Outra estranha forma de religiosidade verificava-se durante a Quaresma. Era o Cantar no Outeiro. Sobranceiro à Fajã Grande, quase paralelo ao Pico da Vigia, fica o Outeiro, em cuja parte mais alta, no meio de imensa e diversa vegetação, está colocada uma enorme cruz, branca, ingente, altiva e teúrgica, como que a abençoar a freguesia. Antigamente era junto a esta cruz que, nas noites das terças e sextas-feiras da Quaresma, um grupo de homens, quer chovesse, quer ventasse, depois de subir por um trilho estreito e íngreme, ajoelhava e entoava cânticos religiosos e impropérios diversos e prolongados. As suas vozes, ecoando nas encostas dos montes, ressoavam e repercutiam-se sobre os telhados das casas da freguesia. Então todos os lares as pessoas paravam o trabalho ou suspendiam a ceia e ajoelhavam e rezavam Padres-Nossos e Ave Marias, de acordo com a orientação dos cantores e, unindo-se às preces deles, suplicavam auxílio para os necessitados, prosperidade para os pobres, perdão para os delituosos e beneficência para os infelizes e sofredores.

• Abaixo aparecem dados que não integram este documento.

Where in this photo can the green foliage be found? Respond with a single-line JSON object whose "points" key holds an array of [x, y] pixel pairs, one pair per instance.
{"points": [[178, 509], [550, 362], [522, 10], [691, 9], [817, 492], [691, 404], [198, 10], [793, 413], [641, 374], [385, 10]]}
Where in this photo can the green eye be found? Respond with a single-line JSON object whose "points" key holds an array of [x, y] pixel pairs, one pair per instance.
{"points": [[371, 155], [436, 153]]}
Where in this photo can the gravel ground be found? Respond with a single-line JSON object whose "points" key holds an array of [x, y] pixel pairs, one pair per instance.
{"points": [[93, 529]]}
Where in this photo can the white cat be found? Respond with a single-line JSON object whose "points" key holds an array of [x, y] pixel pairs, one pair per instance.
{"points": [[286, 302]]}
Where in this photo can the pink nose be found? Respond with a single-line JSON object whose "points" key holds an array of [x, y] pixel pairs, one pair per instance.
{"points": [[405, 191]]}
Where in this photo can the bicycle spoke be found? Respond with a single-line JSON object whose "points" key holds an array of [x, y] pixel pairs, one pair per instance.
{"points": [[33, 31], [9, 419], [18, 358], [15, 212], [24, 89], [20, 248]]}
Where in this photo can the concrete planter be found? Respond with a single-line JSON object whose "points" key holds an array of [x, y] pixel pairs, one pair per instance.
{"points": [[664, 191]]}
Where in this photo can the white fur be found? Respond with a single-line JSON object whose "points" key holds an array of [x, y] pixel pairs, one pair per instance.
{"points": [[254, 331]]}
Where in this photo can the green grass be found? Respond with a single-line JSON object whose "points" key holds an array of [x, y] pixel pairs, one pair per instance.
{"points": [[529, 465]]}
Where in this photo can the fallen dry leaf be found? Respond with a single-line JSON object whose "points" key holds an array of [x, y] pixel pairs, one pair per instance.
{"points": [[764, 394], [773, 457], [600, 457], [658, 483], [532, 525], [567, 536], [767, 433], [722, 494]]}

Outra interessante forma de religiosidade fajãgrandense eram as Procissões das Rogações, realizadas nas Têmporas de Setembro ou quando havia secas prolongadas. Eram procissões de penitência e oração, sem Santos e sem andores, onde apenas seguia a cruz paroquial, revestida de manga roxa. Depois os homens, a maior parte de opas, as mulheres de cabeça coberta e no fim o pároco que aspergia e benzia os campos por onde a procissão passava, ao mesmo tempo que entoava, em latim e enquanto os sinos dobravam, a ladainha de todos os santos. Nos períodos de seca era, geralmente, o povo que as pedia e o pároco levava uma pequenina e velha imagem de Sant’Ana, a quem se dirigiam vários cânticos e preces, seguidas das ladainhas. As procissões das Rogações normalmente percorriam as Courelas, Rua Nova, a Via d´Agua e a Tronqueira, ou seja as zonas onde as terras eram mais próximas do mar, atingidas pela salmoira, mais secas e onde a recolha dos produtos agrícolas se verificava mais cedo.
Outras manifestações interessantes eram as festas religiosas, da Senhora da Saúde, São José, Senhora do Rosário, Santo Amaro, Senhor dos Passos, Páscoa e Natal e ainda as da Comunhão Solene e primeira Comunhão. Na igreja também se realizava a Via Sacra, na Quaresma e as devoções à Senhora de Fátima e ao Coração de Jesus, nos meses de Maio e Junho e as novenas do Natal, estas realizadas de madrugada.
Em quase todas as casas rezava-se o terço à noite e as pessoas saudavam-se com expressões religiosas: “Fique com Deus”, “Deus te ajude”, “Deus vos nos dê muita saúde”, “Vamos passando melhor do que merecemos a Deus”, etc., etc. Ao passarem por uma cruz ou pela igreja e ao ouvirem as Trindades, todos os homens tiravam os bonés ou chapéus. No caso das Trindades as mulheres rezavam o “Anjo do Senhor, anunciou a Maria”. Á noite rezava-se ao “Anjo da Guarda” a seguinte oração: “Anjo do Senhor/Meu zeloso guardador/A ti me confiou a piedade divina. Hoje e sempre me rejas, guardes e ilumines. Amen.” Em qualquer lugar onde morria, repentinamente, uma pessoa colocava-se um nicho com uma cruz, assim como nos cruzamentos de três caminhos. Muitas crianças andavam com o escapulário da Senhora do Carmo e havia algumas mulheres, sobretudo na Ponta, que vestia permanentemente o hábito da Senhora do Carmo. Muitas mulheres e crianças usavam uma cruz ou uma medalha ao pescoço.